Through rancher participation, producers can pick up a fecal sample and send it to the test lab by two-day delivery mail.
"In 48 hours, we can tell them what the animal's diet is on their property and how their animal is performing," Stuth said. "Any mediation they want to use such as supplemental feed, or destocking their pasture, we can quickly tell them."
Through satellite technology called Normalized Vegetation Difference Index, it is possible to pinpoint a rancher's property and determine forage conditions. The technology allows researchers to address a producer's particular needs, but also help producers in other areas that haven't sent in fecal samples, Stuth said.
Testing will begin in 20 counties in the Frio River Basin, Middle Concho West and Wichita watersheds. The testing will involve the cooperation of at least one rancher in each county who will send a monthly feces sample to be analyzed in order to monitor the nutritional profile of his herd.
"The aim here is to provide landowners and livestock operators with information about not only weather conditions they can obviously see, but conditions of forage that have been created by weather to date," said Richard Conner, a rangeland economist with the Texas Agricultural Experiment Station and research team member. "We can integrate that with some probabilities of the chances of those conditions changing in the near future."

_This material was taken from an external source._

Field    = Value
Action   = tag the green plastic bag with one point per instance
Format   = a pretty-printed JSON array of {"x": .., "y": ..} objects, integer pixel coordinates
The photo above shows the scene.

Conner said the system will allow ranchers to make timely financial decisions in advance of dry weather conditions.
"If they knew they would have to have another 60 days of feed supply to grow off a set of calves, they would know what they are facing in terms of the probability of forage that grows on their land, or whether they will have to look for other sources like purchasing hay."
Stuth said the system will also be available to those who don't own a computer.
"Our plan is for it to be available through several means," he said.
"The Internet is going to be the primary source for delivery. We will also have advisories through county Extension agents' offices and through the local media as well."
Wayne Hamilton, director of the Center for Grazinglands and Ranch Management at Texas A&M University and member of the research team, said drought assistance agencies at both the state and federal level will benefit from the system.
"When a producer has lost everything and has to sell everything at low prices, then they get drought assistance," Hamilton said. "Once [the system] is in place, it will allow [agencies] some lead time to be able to get financial help to people in a timely fashion instead of after the fact."
The research will begin once the test ranches are established, which is expected to begin this summer. The program will be put into place with actual data sometime next year.